Death Statistics For England And Wales

metadata
  • keywords:
    • health
    • statistics
    • economics
    • coronavirus
    • python
    • lxml
    • matplotlib
    • numpy
  • published:
  • updated:
  • Atom Feed

With all of the events that are currently taking place around the world I thought that it would be timely to study some very basic death statistics for England and Wales. From my own observations, I feel that most people do not have a rough idea of how many people die each year in England and Wales normally, or what the average age of someone who dies is. I believe that this is a problem because I believe that people are not able to comprehend increases in deaths if they do not already know how many deaths occur normally.

This blog post has been a long time coming, the following articles are interesting food for thought from across the political spectrum:

The statistics that I am using in the following discussion have all come from the Office for National Statistics (ONS). The two specific data sources (fetched at approximately 10AM on 8th May 2020) that I have used are:

A word of caution: just because I can find an historical event that aligns with a peak or a trough on a curve does not necessarily mean that the historical event caused the peak or trough. Correlation ≠ Causation; see Spurious Correlations for some hilarious examples that underscore this statement. The rest of this blog post is arranged like:

  1. Total Deaths
    1. Total Deaths By Age
  2. Death Rates
    1. Death Rates By Age
    2. Life Expectancy
  3. Total Deaths By Week
  4. Observations

§1 Total Deaths

In the UK, when someone dies a Death Certificate is created. This usually contains some basic information about the person who has died, such as name, date of birth, where and when they died, etc... For more information see the ONS’ Guide To Death Certificates. The consequence of this is that it is trivial for the UK government to collate information on things like how many people die in the UK and when people die in the UK. The ONS provides the Deaths registered in England and Wales dataset, which contains lots of information on deaths in England and Wales (unfortunately, due to devolution, these are only deaths in England and Wales - deaths in Scotland and Northern Ireland are published separately).

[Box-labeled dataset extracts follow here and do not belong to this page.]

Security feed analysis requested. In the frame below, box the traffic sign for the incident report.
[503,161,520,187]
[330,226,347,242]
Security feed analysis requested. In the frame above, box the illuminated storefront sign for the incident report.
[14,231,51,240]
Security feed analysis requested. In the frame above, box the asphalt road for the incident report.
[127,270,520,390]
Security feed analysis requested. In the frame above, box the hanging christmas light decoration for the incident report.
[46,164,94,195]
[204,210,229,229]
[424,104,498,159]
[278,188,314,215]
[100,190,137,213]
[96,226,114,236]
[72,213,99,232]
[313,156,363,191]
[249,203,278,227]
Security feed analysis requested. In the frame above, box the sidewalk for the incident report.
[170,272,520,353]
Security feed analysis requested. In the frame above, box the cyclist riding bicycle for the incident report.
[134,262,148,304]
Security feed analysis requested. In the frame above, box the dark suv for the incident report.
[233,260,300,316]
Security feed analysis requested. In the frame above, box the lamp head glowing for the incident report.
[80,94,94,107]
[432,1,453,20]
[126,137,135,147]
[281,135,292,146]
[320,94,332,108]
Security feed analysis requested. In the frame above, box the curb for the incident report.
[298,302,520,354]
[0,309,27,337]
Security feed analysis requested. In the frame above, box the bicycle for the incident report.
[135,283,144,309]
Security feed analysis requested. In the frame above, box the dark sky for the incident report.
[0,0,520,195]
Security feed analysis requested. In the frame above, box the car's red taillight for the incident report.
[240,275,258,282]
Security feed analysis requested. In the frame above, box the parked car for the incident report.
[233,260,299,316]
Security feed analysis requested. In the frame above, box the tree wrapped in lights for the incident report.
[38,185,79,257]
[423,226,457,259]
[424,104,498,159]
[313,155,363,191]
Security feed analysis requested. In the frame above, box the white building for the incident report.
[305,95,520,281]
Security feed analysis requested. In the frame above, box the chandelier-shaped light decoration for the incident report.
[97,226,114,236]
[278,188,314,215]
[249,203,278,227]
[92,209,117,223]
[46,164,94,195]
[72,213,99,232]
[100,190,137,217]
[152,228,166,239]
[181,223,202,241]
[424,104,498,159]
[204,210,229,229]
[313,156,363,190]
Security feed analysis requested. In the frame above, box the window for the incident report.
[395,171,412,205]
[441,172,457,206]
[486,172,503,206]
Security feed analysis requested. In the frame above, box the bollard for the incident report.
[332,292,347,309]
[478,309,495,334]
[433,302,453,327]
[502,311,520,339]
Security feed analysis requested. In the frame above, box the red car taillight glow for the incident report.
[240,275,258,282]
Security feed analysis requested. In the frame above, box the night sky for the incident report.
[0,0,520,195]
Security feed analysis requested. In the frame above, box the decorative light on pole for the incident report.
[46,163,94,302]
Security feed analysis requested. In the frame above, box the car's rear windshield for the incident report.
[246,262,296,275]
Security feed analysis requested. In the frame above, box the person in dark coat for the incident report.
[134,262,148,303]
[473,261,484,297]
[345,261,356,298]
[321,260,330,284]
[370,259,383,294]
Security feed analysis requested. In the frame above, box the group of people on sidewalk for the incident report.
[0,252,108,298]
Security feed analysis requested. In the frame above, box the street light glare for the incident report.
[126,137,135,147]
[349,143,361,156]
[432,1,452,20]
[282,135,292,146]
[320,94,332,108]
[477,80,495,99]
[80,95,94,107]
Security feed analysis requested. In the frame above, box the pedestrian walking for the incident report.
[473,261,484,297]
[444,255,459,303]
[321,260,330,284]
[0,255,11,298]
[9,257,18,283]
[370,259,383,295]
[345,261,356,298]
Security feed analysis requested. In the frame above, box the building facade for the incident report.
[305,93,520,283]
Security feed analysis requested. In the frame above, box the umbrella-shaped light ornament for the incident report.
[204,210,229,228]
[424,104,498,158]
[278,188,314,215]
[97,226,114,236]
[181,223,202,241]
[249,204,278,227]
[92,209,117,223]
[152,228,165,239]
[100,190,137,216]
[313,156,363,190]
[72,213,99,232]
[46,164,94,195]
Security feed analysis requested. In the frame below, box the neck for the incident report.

The following plot uses data from “Table 1” within “referencetablesfinalv22.xlsx” (source: Office for National Statistics licensed under the Open Government Licence).

Download:
  1. 512x281 (57.7 KiB)
  2. 1,024x562 (142.2 KiB)
  3. 2,048x1,125 (358.9 KiB)
  4. 3,119x1,713 (299.6 KiB)

I think that the most basic thing to observe here first of all is that in 2018 in England and Wales 541,589 people died - which is 1,484 people per day, which is just a tiny little bit more than 1 death every minute.

In the above plot I have taken the liberty of annotating some historic events. Please use caution here though and heed the warning that I included in the top of this blog post: correlation ≠ causation.

Finally, I will point out that these are simply “total deaths” and that the numbers may simply be changing because the population of England and Wales went up and down too. Later on I will show some “total death rate” statistics which normalise out the fluctuating population.

§1.1 Total Deaths By Age

Enough people die in England and Wales each year that it is possible to get a statistically significant distribution of the age that people were when they died. This is not the same thing as life expectancy. Life expectancy is how long a person is expected to live; the distribution of peoples’ ages at death is only equal to life expectancy if life expectancy never changes due to societal changes and if at the start of the year there were the same number of people of all ages in your population (i.e., even if life expectancy is 80 years then most people who die in a year might be 20 years old if most of the people in your population at the beginning of the year were 20 years old).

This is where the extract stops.